Let us imagine for a second that the Supreme Court was unable or unwilling to hear a case concerning abortion. The issue would not simply have gone away, in fact it would have grown becoming a greater and greater electoral issue. At some point one or both parties would have made the rational calculation that opposing Abortion was costing them votes and would have passed legislation legalising abortion. In 2020 79% of Americans believe that abortion should be legal in at least some circumstances (Gallup), yet because the debate was never legitimately settled in congress the debate over abortion rages on.

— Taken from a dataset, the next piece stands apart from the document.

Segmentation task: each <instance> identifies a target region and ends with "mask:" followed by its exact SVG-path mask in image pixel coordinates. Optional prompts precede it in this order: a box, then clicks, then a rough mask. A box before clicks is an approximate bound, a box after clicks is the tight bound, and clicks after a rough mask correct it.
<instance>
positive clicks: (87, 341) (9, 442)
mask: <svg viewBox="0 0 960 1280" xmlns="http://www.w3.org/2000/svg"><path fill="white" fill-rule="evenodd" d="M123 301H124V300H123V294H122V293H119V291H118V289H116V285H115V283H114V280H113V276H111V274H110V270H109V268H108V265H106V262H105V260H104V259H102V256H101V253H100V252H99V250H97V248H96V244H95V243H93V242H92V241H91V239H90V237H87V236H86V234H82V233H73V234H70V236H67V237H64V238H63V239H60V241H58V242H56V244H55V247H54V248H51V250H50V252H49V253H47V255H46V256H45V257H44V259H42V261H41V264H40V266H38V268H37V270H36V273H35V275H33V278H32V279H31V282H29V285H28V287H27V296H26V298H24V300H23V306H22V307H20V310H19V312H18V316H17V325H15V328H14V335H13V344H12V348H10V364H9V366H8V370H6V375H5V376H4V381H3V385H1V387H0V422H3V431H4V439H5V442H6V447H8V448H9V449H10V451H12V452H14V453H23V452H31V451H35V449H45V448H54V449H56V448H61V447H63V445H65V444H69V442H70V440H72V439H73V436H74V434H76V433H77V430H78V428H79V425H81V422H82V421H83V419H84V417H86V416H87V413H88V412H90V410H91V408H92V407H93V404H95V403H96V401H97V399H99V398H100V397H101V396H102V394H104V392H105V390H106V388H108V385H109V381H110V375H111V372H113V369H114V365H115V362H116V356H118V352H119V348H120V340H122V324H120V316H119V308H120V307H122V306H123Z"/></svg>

By acting as an umpire the Supreme Court has negated the need for democratic compromise or conciliation, allowing the parties to pursue ever more partisan positions. With the controversial decision to rush forwards with the replacement of Ruth Bader Ginsberg, the debate over the future role for the supreme court is prescient. 

One key solution would be to limit what the court is able to rule upon, as previously mentioned there is some debate over the extent of Judicial Review. The Constitution does lay out some areas over which the court must rule, such as cases involving members of the Government, and cases in which the state is party (although there is debate over what counts as being ‘party’ to a case it certainly doesn’t mean cases in which the state is plaintiff or defendant). However, some legal theorists argue that the scope of the Court could be significantly rained in, Steven Calbresi (2007) advocates for a policy of Jurisdiction stripping, this would entail Congress setting limits to the jurisdiction of the Supreme Court. There is some support for this amongst the legal profession, in 1972 while Chief Justice Warren Burger stated that Congress had the power to limit or prohibit judicial review of Congressional directives. 

If the Supreme Court were to have a significantly reduced area of Jurisdiction I argue that there could be two positive outcomes, primarily a decrease in the hyperpartisanship that is presently a danger to all of America’s democratic institutions. Secondarily with reduced scope for judicial activism, the Supreme court may regain some of the legitimacy that many argue that it currently lacks. As ever though, the hope for reform seems slim in America’s hyperpartisan politics.